7. Data storage and security
- Account data is stored in Supabase's managed PostgreSQL database. Supabase uses encryption at rest and in transit.
- Payment data is stored by Stripe. We never store payment credentials on our servers.
- File data is never stored anywhere — it exists only in your browser's memory during processing and is discarded when you close the tab.
- All connections to sanctumpdf.com use HTTPS (TLS 1.3) encryption.
8. Data retention
| Data | Retention period |
|---|---|
| Account information | Retained while your account is active. Deleted within 30 days of account deletion. |
| Usage tracking data | Rolling 90-day window. Older usage data is automatically purged. |
| Payment records | Retained by Stripe per their policies and applicable tax/legal requirements. |
| Analytics data | Aggregated and anonymised. No personal data retained. |
| File contents | Never stored. Exists only in browser memory during processing. |
| Bank statement text sent to Gemini | Not retained by us or by Google after processing. |
9. Your rights
If you are in the European Union (GDPR)
You have the right to:
- Access your personal data — request a copy of all data we hold about you
- Rectify inaccurate data — update your email or name in your account settings
- Erase your data — delete your account and all associated data
- Port your data — receive your data in a machine-readable format
- Object to processing — opt out of analytics (though our analytics are already anonymous)

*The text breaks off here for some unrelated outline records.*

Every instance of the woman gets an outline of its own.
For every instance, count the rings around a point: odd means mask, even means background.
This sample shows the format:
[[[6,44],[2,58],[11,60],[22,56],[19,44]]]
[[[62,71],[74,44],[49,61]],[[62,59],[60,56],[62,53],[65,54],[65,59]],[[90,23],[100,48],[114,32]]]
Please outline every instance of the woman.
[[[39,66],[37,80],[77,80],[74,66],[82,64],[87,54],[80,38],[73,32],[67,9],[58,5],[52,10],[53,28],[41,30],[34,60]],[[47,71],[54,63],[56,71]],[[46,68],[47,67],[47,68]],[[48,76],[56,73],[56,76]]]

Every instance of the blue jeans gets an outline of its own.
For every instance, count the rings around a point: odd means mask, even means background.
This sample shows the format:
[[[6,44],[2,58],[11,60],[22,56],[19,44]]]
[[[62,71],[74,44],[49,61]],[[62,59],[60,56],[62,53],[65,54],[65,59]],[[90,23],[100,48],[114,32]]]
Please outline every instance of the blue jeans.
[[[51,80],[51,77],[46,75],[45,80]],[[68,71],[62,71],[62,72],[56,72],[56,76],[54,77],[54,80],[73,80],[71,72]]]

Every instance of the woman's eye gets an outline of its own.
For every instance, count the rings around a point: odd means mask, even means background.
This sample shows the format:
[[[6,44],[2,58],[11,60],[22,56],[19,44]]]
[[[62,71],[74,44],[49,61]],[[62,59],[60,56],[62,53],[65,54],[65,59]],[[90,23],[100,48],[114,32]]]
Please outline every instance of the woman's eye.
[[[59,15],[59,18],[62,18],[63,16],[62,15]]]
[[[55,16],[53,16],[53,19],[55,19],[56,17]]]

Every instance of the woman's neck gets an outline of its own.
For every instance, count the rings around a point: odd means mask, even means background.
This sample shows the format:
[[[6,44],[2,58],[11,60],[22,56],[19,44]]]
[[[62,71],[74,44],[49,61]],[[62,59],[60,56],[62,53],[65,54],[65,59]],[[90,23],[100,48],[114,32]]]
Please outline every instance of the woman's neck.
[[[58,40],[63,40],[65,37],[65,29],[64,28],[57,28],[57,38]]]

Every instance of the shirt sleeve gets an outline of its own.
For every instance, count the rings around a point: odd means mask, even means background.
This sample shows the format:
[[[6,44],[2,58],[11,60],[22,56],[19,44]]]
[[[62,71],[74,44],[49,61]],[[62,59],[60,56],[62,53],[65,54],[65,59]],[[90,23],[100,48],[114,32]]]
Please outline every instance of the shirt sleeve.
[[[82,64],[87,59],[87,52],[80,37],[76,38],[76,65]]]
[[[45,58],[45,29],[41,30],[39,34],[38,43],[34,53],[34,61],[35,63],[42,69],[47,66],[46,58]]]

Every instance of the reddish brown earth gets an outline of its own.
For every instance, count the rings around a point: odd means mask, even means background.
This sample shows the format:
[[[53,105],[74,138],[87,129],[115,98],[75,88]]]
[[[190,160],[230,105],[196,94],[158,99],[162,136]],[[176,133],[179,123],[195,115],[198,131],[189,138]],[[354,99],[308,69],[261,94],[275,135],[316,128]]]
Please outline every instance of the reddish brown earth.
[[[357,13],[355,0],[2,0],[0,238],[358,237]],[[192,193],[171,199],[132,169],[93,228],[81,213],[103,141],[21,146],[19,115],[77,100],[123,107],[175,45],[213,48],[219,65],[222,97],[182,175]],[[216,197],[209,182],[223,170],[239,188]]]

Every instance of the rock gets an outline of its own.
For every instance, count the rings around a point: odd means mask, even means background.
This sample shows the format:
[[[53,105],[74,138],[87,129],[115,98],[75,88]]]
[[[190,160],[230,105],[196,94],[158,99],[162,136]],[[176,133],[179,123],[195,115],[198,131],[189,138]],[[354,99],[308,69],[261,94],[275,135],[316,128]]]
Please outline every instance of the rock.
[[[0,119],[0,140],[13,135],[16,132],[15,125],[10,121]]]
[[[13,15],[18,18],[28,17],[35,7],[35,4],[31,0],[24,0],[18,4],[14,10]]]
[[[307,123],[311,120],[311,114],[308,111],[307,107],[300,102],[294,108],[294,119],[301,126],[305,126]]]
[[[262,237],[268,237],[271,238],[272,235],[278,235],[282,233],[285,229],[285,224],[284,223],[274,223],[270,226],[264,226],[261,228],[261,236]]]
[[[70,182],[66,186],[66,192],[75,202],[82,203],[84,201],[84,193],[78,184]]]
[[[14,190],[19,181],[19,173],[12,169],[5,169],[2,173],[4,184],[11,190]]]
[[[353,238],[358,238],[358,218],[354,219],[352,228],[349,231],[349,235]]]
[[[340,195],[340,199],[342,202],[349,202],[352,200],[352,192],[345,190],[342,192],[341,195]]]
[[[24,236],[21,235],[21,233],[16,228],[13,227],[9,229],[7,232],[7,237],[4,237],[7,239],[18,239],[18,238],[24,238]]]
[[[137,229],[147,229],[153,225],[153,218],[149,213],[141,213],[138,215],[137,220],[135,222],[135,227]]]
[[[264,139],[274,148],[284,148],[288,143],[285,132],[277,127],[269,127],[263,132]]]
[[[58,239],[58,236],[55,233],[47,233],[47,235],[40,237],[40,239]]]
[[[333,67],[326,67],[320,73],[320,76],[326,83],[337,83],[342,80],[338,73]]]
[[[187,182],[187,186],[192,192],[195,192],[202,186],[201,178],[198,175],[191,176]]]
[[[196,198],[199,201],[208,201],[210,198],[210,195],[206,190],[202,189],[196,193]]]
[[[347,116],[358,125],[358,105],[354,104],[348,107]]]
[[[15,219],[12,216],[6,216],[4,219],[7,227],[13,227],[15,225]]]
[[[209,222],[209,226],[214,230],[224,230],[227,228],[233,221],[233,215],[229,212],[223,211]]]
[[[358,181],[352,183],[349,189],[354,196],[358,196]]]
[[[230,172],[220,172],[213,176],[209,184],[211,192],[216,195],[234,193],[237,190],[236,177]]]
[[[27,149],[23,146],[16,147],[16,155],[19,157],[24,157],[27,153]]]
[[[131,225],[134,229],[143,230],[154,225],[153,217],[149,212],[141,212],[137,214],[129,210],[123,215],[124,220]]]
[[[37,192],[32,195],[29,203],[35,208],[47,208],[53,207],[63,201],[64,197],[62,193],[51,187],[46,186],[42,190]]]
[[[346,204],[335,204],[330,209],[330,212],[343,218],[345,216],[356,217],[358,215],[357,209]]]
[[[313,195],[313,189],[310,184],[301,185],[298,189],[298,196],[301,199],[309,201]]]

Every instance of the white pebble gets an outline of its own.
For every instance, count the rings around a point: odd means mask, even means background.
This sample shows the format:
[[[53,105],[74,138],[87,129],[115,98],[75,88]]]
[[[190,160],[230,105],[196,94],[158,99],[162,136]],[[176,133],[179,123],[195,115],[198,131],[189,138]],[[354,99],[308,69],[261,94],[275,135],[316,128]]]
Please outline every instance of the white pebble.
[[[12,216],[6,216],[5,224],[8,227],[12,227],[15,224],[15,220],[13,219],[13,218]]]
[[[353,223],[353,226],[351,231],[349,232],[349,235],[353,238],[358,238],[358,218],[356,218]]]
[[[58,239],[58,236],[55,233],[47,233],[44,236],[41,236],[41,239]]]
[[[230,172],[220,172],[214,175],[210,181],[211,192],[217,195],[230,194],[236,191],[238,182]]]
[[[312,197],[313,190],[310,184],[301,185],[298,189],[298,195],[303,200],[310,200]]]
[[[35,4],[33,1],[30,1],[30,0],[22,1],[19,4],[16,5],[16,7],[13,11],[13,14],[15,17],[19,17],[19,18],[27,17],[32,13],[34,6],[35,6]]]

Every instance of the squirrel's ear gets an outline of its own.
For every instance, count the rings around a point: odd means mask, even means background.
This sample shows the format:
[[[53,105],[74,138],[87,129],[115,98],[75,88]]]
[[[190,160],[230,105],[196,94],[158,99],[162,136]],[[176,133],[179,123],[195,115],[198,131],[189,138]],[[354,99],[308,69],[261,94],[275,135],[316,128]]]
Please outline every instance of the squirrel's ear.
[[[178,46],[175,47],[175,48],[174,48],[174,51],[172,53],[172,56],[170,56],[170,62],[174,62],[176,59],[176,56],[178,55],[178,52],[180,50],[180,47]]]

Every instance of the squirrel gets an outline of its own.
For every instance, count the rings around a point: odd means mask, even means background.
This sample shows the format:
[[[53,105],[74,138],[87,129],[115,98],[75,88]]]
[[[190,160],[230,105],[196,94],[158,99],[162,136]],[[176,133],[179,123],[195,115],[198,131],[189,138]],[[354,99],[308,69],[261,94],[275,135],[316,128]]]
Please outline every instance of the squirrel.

- Restrict processing — request we limit how we use your data
- Lodge a complaint with your local data protection authority
If you are in Australia (Privacy Act 1988)
Under the Australian Privacy Principles (APPs), you have the right to:
- Access personal information we hold about you (APP 12)
- Correct inaccurate or outdated information (APP 13)
- Know how your information is handled (this policy fulfils APP 1 and APP 5)
- Complain to the Office of the Australian Information Commissioner (OAIC) at oaic.gov.au if you believe we have breached the APPs
For all users
To exercise any of these rights, email privacy@sanctumpdf.com. We will respond within 30 days.
To delete your account and all associated data, you can do so directly from your account settings page, or by emailing us.
10. International data transfers
SanctumPDF uses services that store data in various locations:
- Supabase — your chosen region at project setup (may be US, EU, or Asia-Pacific)
- Stripe — primarily US-based, with EU processing for EU customers
- PostHog — EU cloud instance (Frankfurt, Germany)
- Vercel — global edge network, with origin servers in the US
- Google Gemini API — US-based processing
Where data is transferred outside Australia or the EEA, we ensure that appropriate safeguards are in place. All third-party services listed above maintain standard contractual clauses (SCCs) or equivalent protections for international transfers.
11. Children's privacy
SanctumPDF is not directed at children under the age of 16. We do not knowingly collect personal information from children. If you believe a child has provided us with personal data, please contact us at privacy@sanctumpdf.com and we will delete it promptly.
12. Changes to this policy
We may update this Privacy Policy from time to time. When we make material changes, we will:
- Update the “Last updated” date at the top of this page
- Notify registered users via email for significant changes
- Post a notice on the website
Your continued use of SanctumPDF after changes are posted constitutes acceptance of the updated policy.
13. Contact
For any privacy-related questions, concerns, or requests:
Email: privacy@sanctumpdf.com
Location: Melbourne, Victoria, Australia
This privacy policy was last reviewed and updated on 12 March 2026.